Mulher construiu no terreno do marido – Cidadão de 44 anos recusa-se a abandonar residência erguida pela ex-esposa no Kilamba Kiaxi, há relatos de tentativas de homicídio
Um cidadão nacional de nome Manuel Pinto, de 44 anos de idade, morador do bairro Golfe II, município do Kilamba Kiaxi, é acusado de várias tentativas de homicídio contra a sua ex-esposa, de 38 anos, para se apropriar do imóvel no qual a mesma alega que injectou 80 por cento do dinheiro para a construção, durante os 12 anos que viveram juntos.
Por: Kihunga Bessa
Falando em exclusivo ao Na Mira do Crime, a vítima relatou que se encontra separada há três anos, devido às constantes ameaças e tentativas de morte por parte do parceiro, com quem teve dois filhos.
"Tudo começou quando, em 2010, decidimos abandonar a casa de renda onde vivíamos, porque, na altura, eu trabalhava no privado e fomos viver no seu terreno, onde havia apenas um anexo de um quarto e sala, em péssimas condições, controlado pelo seu sobrinho", explicou.
Segundo a entrevistada, em 2014, conseguiu uma oportunidade para ingressar no Ministério do Interior. Informou o parceiro sobre tal conquista, mas este não consentiu, usando palavras pejorativas de que “todas as mulheres polícias são oferecidas". Sem dar ouvidos ao marido, que se encontrava desempregado, ela não deixou escapar a sorte.
Acrescentou que, tão logo começou a trabalhar na função pública, decidiu requalificar a casa, com autorização do próprio esposo, para um edifício de primeiro andar, pensando que as coisas fossem a melhorar. "Eu decidi investir todo o meu dinheiro do salário na casa, sabendo que somos uma família e temos filhos", disse.
Referiu que o ciúme tomou conta do seu esposo, que não a deixava chegar tarde do serviço, nem sair de casa para visitar os familiares. Chamava-a nomes, pejorativos, para além dos maus-tratos. Inclusive, o seu sobrinho a espreitava no quarto, observando sua nudez, depois do banho pelo menos em três ocasiões. Esta atitude foi sempre denunciada ao marido, mas este mantinha-se frio como se de um acto legítimo se tratasse.

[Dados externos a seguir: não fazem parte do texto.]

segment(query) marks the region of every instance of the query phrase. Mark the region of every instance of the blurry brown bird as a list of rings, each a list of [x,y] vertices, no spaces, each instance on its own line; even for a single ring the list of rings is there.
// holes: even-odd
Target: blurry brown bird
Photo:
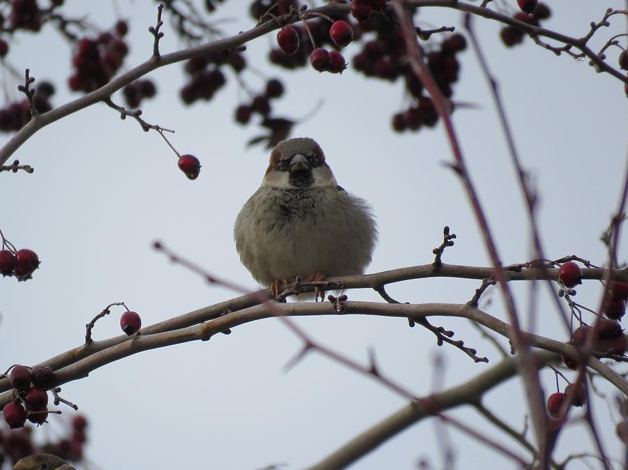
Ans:
[[[13,470],[76,470],[62,458],[52,454],[36,454],[20,459]]]

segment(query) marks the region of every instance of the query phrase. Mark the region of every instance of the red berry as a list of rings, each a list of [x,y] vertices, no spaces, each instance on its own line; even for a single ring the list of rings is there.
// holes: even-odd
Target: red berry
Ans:
[[[22,427],[26,423],[26,410],[17,402],[11,402],[4,405],[2,416],[11,429]]]
[[[570,394],[574,394],[571,398]],[[587,394],[585,392],[584,384],[582,382],[578,384],[576,386],[575,384],[569,384],[565,389],[565,398],[571,398],[571,404],[574,407],[583,407],[587,402]]]
[[[560,407],[563,402],[565,402],[565,393],[560,392],[552,393],[547,399],[547,411],[554,418],[558,417],[560,414]]]
[[[4,57],[8,52],[8,43],[3,39],[0,39],[0,57]]]
[[[279,98],[283,94],[283,84],[276,78],[271,78],[266,84],[266,96],[268,98]]]
[[[310,54],[310,63],[314,70],[324,72],[329,69],[331,62],[329,52],[323,47],[317,47]]]
[[[37,253],[26,248],[18,250],[15,258],[15,275],[21,279],[29,278],[40,262]]]
[[[8,250],[0,251],[0,274],[3,276],[10,276],[15,268],[17,259],[13,252]]]
[[[353,40],[353,29],[349,23],[341,20],[329,28],[329,36],[336,45],[344,47]]]
[[[47,390],[54,385],[54,372],[47,365],[36,365],[31,371],[31,380],[36,387]]]
[[[291,26],[282,28],[277,33],[277,44],[284,54],[292,55],[299,50],[299,33]]]
[[[241,124],[247,124],[251,120],[251,109],[246,105],[240,105],[236,108],[235,119]]]
[[[608,282],[608,290],[611,291],[613,297],[622,301],[628,301],[628,282],[611,281]]]
[[[0,56],[1,55],[2,52],[0,51]],[[620,54],[619,63],[620,68],[628,70],[628,51],[622,51],[622,53]]]
[[[189,178],[189,176],[188,177]],[[137,312],[130,310],[125,312],[120,318],[120,328],[129,336],[135,335],[142,328],[142,319],[140,318],[140,315],[137,314]]]
[[[611,298],[606,301],[604,306],[604,314],[613,320],[621,319],[622,317],[626,314],[626,301],[622,300],[615,296],[611,296]]]
[[[38,387],[31,387],[27,392],[24,400],[28,404],[29,409],[41,410],[48,404],[48,394],[45,390]]]
[[[571,289],[578,284],[582,284],[582,271],[576,263],[568,261],[560,265],[558,269],[558,279],[565,287]]]
[[[331,51],[329,52],[329,72],[342,73],[345,68],[347,68],[347,63],[345,61],[343,54],[338,51]]]
[[[179,165],[179,168],[181,172],[186,174],[186,176],[189,179],[196,179],[198,178],[198,174],[200,172],[200,162],[198,161],[198,158],[195,157],[193,155],[186,154],[182,155],[179,158],[179,162],[177,162]],[[127,312],[126,313],[129,313]],[[133,312],[133,313],[135,313]],[[137,314],[135,313],[137,315]],[[123,315],[124,317],[124,315]],[[139,319],[139,316],[137,317]],[[122,328],[124,329],[124,327]],[[139,328],[137,328],[140,329]],[[135,331],[133,332],[135,333]],[[127,334],[133,334],[133,333],[127,333]]]
[[[87,427],[87,418],[82,414],[77,414],[72,418],[72,429],[75,432],[82,432]]]
[[[526,13],[532,13],[537,8],[538,0],[517,0],[519,8]]]
[[[11,386],[15,390],[25,392],[31,386],[31,370],[25,365],[16,365],[9,375]]]
[[[368,20],[373,13],[373,7],[368,0],[351,0],[349,13],[359,22]]]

A vítima informou ainda que, após notar que, diante de todo o esforço que fazia, o esposo nem sequer ajudava na construção da casa, decidiu parar. E tudo só piorou quando lhe pediu autorização para dar início à requalificação da casa da sua mãe viúva.
"Certo dia, à noite, enquanto eu dormia, ele pegou numa faca e quis matar-me. Mesmo assim, dei-lhe oportunidade para mudar de comportamento, mas, infelizmente, foram várias tentativas de morte em frente dos nossos filhos menores de idade. Não tive outra opção. Em Outubro de 2022, decidi abandonar a relação, sob pena de um dia perder a vida", afirmou, ressaltando que, depois da separação, o esposo recusa-se a deixar a casa para os filhos e dirigiu-se ao Tribunal da Comarca de Belas, na Sala da Família, pedindo a guarda das filhas para que passem mais tempo com ele.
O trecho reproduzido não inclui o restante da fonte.